For the reasons stated, IT IS RECOMMENDED that Defendants State of Montana, "Government", and "Departments thereof" be DISMISSED.

IT IS HEREBY ORDERED that Cowan's motion for appointment of counsel, and his motion for the production of discovery information are DENIED.

IT IS FURTHER ORDERED that on or before September 7, 2012, Cowan shall file an amended complaint. The Clerk of Court is directed to provide him with the attached form for filing an amended complaint. Pursuant to Fed. R. Civ. P. 8(a), Cowan's amended complaint shall set forth a short and plain statement of his claims against each individual defendant showing that he is entitled to relief.

At all times during the pendency of this action, Cowan shall immediately advise the Court of any change of address and its effective date. Such notice shall be captioned "NOTICE OF CHANGE OF ADDRESS." Failure to file a NOTICE OF CHANGE OF ADDRESS may result in the dismissal of the action for failure to prosecute pursuant to Fed. R. Civ. P. 41(b), or for failure to state a claim for relief.
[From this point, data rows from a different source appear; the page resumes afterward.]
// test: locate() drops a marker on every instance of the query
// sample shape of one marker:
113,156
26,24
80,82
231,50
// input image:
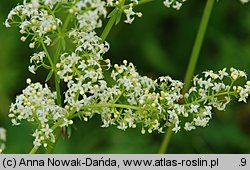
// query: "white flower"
32,69
188,126
194,108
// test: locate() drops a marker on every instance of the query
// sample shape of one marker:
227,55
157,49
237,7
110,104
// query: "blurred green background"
159,43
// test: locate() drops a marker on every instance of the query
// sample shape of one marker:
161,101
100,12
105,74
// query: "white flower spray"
2,139
131,100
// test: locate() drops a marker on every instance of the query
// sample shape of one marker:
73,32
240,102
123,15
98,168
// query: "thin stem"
47,53
108,27
192,63
58,90
166,140
33,150
136,4
198,44
52,146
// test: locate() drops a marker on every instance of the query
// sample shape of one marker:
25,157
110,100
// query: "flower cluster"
88,13
128,99
2,139
176,4
37,104
36,19
244,1
211,92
Cowan is advised that his failure to prosecute this action, to comply with the Court's orders, or to comply with the Federal Rules of Civil Procedure may also result in a recommendation that this case be dismissed with prejudice pursuant to Fed. R. Civ. P. 41(b). The Court may dismiss this case under Rule 41(b) sua sponte under certain circumstances. See, e.g., Link v. Wabash Railroad Co., 370 U.S. 626, 633 (1962); Hells Canyon Preservation Council v. United States Forest Serv., 403 F.3d 683, 689 (9th Cir. 2005).